Car une selle de dressage n’est pas comme les autres. C’est le lien qui relie l’homme à l’animal, se fait l’outil de leur connivence au moment où tous deux entrent en scène pour la compétition. Le cheval enchaîne alors les «airs», ces figures que lui ordonne son cavalier dans une chorégraphie qui emprunte sa grâce et sa légèreté à la danse. Le dressage a la particularité d’être une discipline tenant plus de l’art équestre que du sport olympique où, comme par magie, les deux protagonistes sont en parfaite symbiose dans chaque mouvement. On pourrait se dire qu’une telle harmonie naît d’une étrange télépathie. Mais il n’en est rien. S’il y a de la magie, elle réside dans les années d’entente et la perfection de la selle qui, par son ergonomie, sa technicité et son confort, permet au cavalier de communiquer avec son cheval d’une imperceptible impulsion du bassin ou de la jambe. Le spectateur, lui, ne voit rien de tout cela, il admire juste la grâce du geste.

De l’artisan à l’art équestre

Ne rien rompre de cette belle harmonie. Quel défi pour le maître sellier dont les doigts d’or dessinent les lignes, la courbe du siège, celle des taquets qui maintiennent les jambes et les genoux. C’est aussi lui qui ponce le bois jusqu’à trouver l’angle juste d’inclinaison de l’arçon, cette précieuse armature de la selle qui lui donne sa forme et maintient l’assise du cavalier dans le bon axe. Une prouesse même si ces doigts sont ceux d’un artisan qui œuvre depuis quarante ans au sein d’Hermès. Car un cavalier de très haut niveau ne change pas aisément de selle. Il sait que la moindre modification de son assise, de son confort, peut tout bouleverser, depuis le comportement du cheval jusqu’à leur complicité à tous deux.
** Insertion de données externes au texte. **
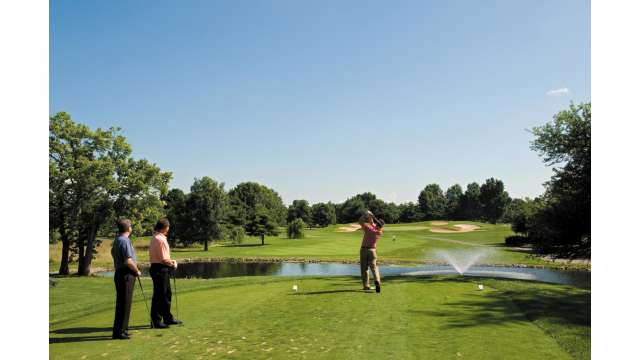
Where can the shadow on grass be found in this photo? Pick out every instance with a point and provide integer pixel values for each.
(331, 292)
(86, 330)
(553, 305)
(78, 339)
(244, 245)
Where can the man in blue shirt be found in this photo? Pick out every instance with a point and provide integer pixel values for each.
(124, 261)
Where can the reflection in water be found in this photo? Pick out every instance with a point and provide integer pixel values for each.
(208, 270)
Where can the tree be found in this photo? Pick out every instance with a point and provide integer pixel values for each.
(453, 207)
(470, 202)
(409, 212)
(563, 226)
(513, 210)
(299, 209)
(92, 181)
(389, 212)
(351, 210)
(248, 196)
(295, 230)
(432, 202)
(261, 223)
(207, 204)
(323, 214)
(177, 213)
(493, 200)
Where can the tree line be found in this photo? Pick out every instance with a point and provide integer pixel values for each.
(93, 180)
(559, 221)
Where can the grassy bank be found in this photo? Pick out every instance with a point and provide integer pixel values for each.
(329, 317)
(414, 243)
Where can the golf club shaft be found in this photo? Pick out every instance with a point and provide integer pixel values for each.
(175, 289)
(145, 299)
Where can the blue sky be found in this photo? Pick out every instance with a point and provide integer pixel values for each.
(323, 100)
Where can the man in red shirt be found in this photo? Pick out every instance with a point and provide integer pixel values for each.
(368, 256)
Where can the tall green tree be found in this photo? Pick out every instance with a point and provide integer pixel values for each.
(248, 196)
(409, 212)
(295, 229)
(470, 203)
(323, 214)
(493, 199)
(432, 202)
(389, 212)
(207, 204)
(299, 209)
(178, 215)
(351, 210)
(261, 223)
(563, 226)
(92, 180)
(453, 207)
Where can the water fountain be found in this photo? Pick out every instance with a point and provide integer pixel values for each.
(461, 260)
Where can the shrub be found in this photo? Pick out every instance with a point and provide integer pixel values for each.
(236, 234)
(54, 236)
(516, 240)
(295, 230)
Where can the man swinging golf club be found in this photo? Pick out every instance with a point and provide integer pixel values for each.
(372, 228)
(124, 261)
(160, 271)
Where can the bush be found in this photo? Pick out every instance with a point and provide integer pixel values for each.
(516, 240)
(236, 234)
(54, 236)
(295, 230)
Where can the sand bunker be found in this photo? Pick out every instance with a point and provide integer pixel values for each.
(349, 228)
(461, 228)
(439, 223)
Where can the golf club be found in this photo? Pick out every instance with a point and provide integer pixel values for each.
(175, 290)
(145, 301)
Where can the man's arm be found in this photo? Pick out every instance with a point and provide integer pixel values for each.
(133, 266)
(128, 252)
(167, 261)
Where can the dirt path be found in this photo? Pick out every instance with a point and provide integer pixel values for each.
(454, 241)
(461, 228)
(349, 228)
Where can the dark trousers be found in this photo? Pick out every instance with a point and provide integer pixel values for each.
(124, 280)
(161, 302)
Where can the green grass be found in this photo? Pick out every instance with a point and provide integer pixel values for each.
(415, 243)
(443, 317)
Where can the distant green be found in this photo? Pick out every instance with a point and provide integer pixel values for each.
(444, 317)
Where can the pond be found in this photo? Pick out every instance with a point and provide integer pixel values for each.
(210, 270)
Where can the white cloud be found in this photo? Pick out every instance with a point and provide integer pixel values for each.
(558, 92)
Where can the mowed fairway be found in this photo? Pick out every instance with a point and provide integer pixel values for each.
(415, 243)
(329, 318)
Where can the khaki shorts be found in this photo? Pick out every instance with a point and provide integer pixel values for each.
(368, 260)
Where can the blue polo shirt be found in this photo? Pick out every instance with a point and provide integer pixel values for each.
(121, 249)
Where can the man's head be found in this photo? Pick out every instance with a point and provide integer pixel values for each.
(124, 226)
(162, 226)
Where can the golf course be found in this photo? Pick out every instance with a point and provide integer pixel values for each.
(313, 180)
(330, 316)
(415, 243)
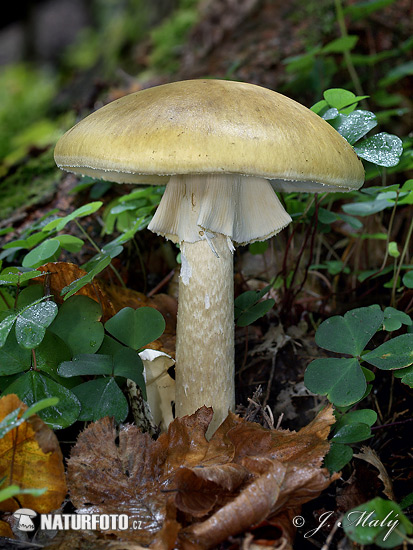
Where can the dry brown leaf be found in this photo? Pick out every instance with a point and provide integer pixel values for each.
(112, 299)
(61, 274)
(369, 455)
(75, 540)
(30, 457)
(190, 493)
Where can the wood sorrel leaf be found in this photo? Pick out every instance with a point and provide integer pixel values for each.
(350, 334)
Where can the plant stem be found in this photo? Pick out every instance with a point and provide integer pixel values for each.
(402, 255)
(347, 55)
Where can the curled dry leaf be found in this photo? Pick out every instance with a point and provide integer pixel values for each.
(61, 274)
(190, 493)
(167, 305)
(111, 298)
(30, 457)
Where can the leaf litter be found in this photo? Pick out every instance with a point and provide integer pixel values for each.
(190, 493)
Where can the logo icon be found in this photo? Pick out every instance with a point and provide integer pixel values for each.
(25, 515)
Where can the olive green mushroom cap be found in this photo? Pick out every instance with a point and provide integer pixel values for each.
(210, 127)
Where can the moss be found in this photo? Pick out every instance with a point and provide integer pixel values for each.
(28, 184)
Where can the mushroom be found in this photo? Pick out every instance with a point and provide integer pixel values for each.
(24, 516)
(218, 144)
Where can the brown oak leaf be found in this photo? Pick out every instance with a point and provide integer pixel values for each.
(190, 493)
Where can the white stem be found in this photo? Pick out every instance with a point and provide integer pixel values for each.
(205, 330)
(205, 214)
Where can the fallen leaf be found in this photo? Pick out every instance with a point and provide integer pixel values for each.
(61, 274)
(30, 457)
(112, 299)
(190, 493)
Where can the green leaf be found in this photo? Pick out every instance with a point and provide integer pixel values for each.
(30, 295)
(85, 210)
(77, 324)
(136, 328)
(350, 334)
(47, 251)
(16, 277)
(393, 354)
(101, 397)
(128, 364)
(5, 327)
(340, 45)
(70, 243)
(406, 375)
(394, 319)
(342, 380)
(33, 386)
(255, 312)
(342, 100)
(31, 324)
(382, 149)
(408, 279)
(403, 70)
(367, 208)
(338, 456)
(379, 522)
(51, 352)
(13, 358)
(40, 405)
(354, 125)
(352, 433)
(365, 416)
(393, 250)
(370, 376)
(87, 364)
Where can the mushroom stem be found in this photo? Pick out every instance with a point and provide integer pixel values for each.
(205, 330)
(206, 214)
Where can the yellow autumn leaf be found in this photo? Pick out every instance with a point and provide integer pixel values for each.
(30, 457)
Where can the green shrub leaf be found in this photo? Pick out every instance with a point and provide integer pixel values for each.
(393, 354)
(338, 456)
(34, 386)
(101, 397)
(350, 334)
(394, 319)
(382, 149)
(77, 324)
(354, 125)
(342, 380)
(136, 327)
(47, 251)
(13, 358)
(31, 324)
(352, 433)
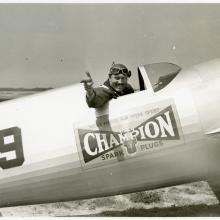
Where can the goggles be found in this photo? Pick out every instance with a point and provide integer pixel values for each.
(116, 70)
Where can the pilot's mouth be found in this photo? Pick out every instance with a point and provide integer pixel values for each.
(119, 87)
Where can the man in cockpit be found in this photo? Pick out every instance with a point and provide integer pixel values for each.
(116, 85)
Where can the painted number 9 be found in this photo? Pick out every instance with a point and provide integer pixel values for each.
(11, 148)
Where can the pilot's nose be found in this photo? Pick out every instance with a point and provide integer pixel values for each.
(120, 81)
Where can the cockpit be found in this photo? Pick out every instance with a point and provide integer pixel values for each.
(154, 77)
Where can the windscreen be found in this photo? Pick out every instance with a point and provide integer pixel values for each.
(161, 74)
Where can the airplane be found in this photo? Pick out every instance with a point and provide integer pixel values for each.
(53, 147)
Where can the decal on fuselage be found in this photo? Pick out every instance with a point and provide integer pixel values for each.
(140, 131)
(11, 148)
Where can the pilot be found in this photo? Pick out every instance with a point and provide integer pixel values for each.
(116, 85)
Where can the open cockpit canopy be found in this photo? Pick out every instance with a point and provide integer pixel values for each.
(154, 77)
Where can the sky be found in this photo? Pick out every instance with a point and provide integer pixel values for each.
(52, 45)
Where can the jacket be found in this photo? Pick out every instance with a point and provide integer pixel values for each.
(104, 93)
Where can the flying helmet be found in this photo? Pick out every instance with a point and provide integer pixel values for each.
(119, 68)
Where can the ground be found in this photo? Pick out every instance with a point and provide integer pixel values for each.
(194, 199)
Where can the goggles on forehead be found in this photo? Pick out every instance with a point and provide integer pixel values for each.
(116, 70)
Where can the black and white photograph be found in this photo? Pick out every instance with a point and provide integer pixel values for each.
(109, 109)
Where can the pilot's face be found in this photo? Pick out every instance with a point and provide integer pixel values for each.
(118, 82)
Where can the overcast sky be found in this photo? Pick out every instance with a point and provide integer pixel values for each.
(51, 45)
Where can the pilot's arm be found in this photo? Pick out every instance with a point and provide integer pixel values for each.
(95, 97)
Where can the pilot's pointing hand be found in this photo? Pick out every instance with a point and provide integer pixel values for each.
(88, 83)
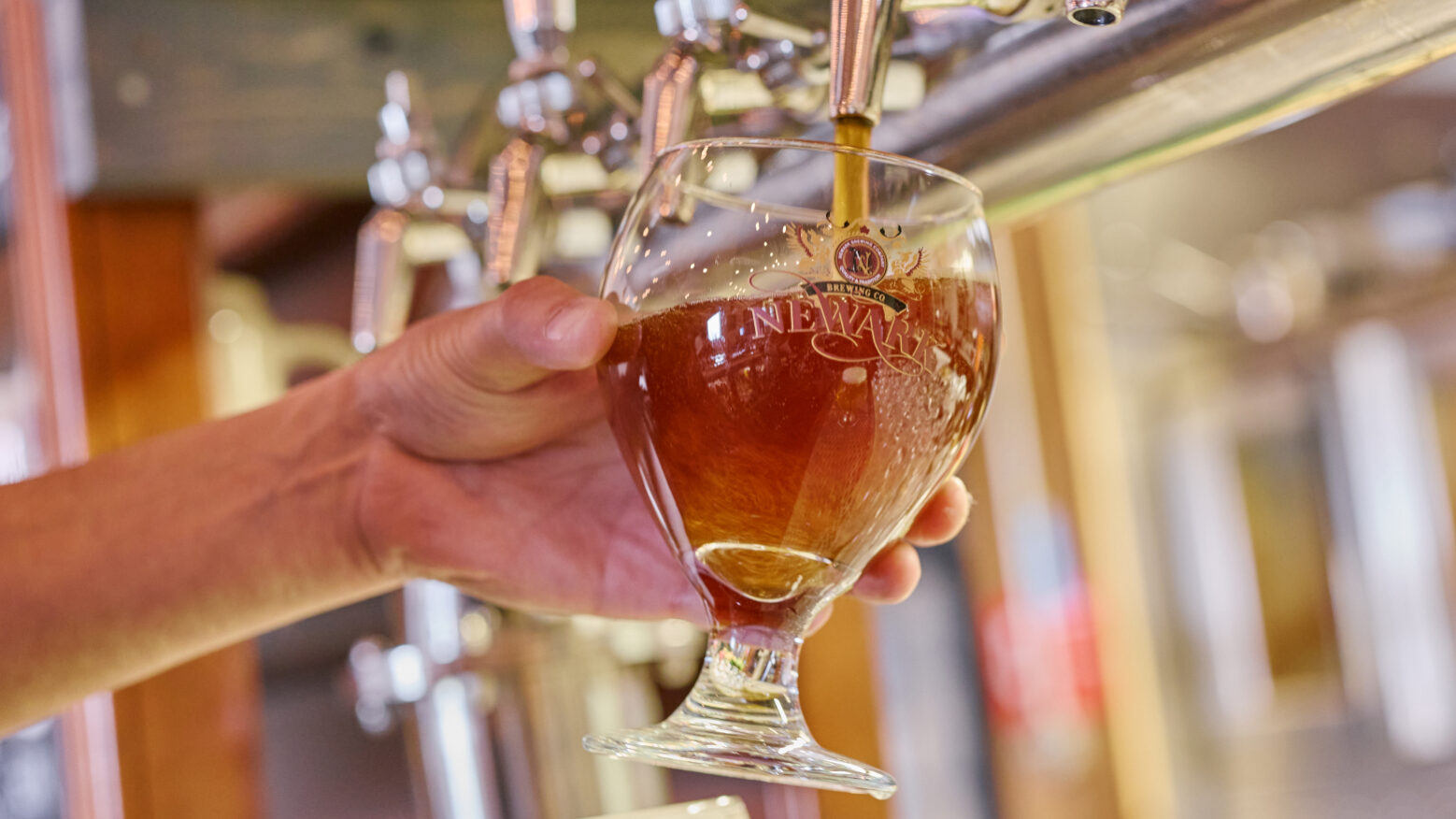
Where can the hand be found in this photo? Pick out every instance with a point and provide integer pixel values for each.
(491, 467)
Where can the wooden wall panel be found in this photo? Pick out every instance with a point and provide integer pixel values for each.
(188, 740)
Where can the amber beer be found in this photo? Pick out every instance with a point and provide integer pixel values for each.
(792, 436)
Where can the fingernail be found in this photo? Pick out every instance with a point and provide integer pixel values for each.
(571, 320)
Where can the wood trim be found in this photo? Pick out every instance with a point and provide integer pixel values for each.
(49, 343)
(190, 740)
(1056, 267)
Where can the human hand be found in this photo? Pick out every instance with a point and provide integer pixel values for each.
(490, 467)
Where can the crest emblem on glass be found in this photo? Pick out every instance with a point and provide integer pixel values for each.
(797, 372)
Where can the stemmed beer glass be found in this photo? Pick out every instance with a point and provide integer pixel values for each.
(797, 372)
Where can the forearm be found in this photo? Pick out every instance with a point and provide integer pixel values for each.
(188, 542)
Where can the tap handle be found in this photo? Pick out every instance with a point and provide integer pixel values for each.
(859, 54)
(539, 28)
(513, 242)
(668, 99)
(383, 281)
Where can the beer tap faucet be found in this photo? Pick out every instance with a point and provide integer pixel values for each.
(564, 171)
(418, 221)
(1093, 13)
(725, 60)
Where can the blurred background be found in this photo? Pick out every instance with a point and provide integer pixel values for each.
(1210, 566)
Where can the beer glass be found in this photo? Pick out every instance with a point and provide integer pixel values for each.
(807, 346)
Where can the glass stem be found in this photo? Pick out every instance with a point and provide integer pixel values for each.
(750, 678)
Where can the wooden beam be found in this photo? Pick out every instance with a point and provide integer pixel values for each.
(188, 740)
(232, 92)
(41, 283)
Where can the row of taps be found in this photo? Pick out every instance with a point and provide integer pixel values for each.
(579, 137)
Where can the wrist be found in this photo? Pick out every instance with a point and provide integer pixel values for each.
(342, 442)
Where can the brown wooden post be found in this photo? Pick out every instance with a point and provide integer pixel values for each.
(47, 315)
(188, 740)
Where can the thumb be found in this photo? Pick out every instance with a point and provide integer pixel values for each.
(536, 328)
(491, 381)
Aussi, convaincre une championne telle que Jessica von Bredow-Werndl, chef de file du dressage allemand et 5e au niveau mondial, lui offrir de lui concevoir une nouvelle selle, aussi belle et sur mesure soit-elle, tout cela tient d’une véritable gageure. D’autant que l’Allemagne excelle dans l’art du dressage aussi bien que dans la sellerie… Et puis, rien ne compte plus pour la cavalière que le bien-être de ses chevaux, qu’elle entraîne jour après jour et sélectionne pour les compétitions. Chacun a son tempérament, son histoire. Il y a Unee BB, l’étalon de 15 ans, showman de l’écurie à l’intelligence inouïe. Lui n’hésite pas à sortir de son box pour venir saluer un à un les visiteurs et puis à reprendre ses quartiers en tournant brusquement le dos à l’assemblée, montrant sa croupe et passant la tête par la fenêtre du box en guise de salut. Du jamais-vu. Non loin, c’est la douce Zaire, jument de 12 ans qui regarde si intensément le sol, concentrée et consciencieuse à l’extrême pour exécuter les figures avec toute la justesse qu’elle peut offrir.

Anatomie d’une création

Autant de tempéraments mais aussi de morphologies que Laurent Goblet intègre dans la conception de la selle. Quand il doit repenser les formes de l’arçon qu’il avait au départ imaginé pour que celui-ci offre plus de stabilité et d’assise. Il scannera le dos du cheval pour prendre ses mesures avec l’Equiscan, un bijou de haute technologie, puis poncera lui-même le bois de hêtre jusqu’à obtenir la courbe idéale. Il suffit parfois de quelques degrés pour que tout change. Six mois de travail uniquement sur l’arçon sont nécessaires pour lui offrir sa perfection. Il y a aussi les quartiers contre le flanc du cheval. Leur arrondi doit être étudié pour bien libérer l’épaule de l’animal. Ses mouvements seront alors plus amples et plus souples. Chaque détail compte. Le choix ou non d’une couture pour que le cuir, toujours de vache et de veau, tienne bien en place. Chez Hermès, l’esthétique se doit d’être fonctionnelle. Le petit plus qui fait juste joli n’a pas droit de cité, aussi menu soit-il. Voilà. Arpège est prête. Le maître sellier passe la main sur son pommeau, le cuir doux lui rend la caresse. Le modèle de la selle sera adapté sur mesure à chaque cheval de la cavalière allemande. Grâce à Arpège, Zaire a déjà gagné en confiance, elle est prête pour les plus hautes compétitions.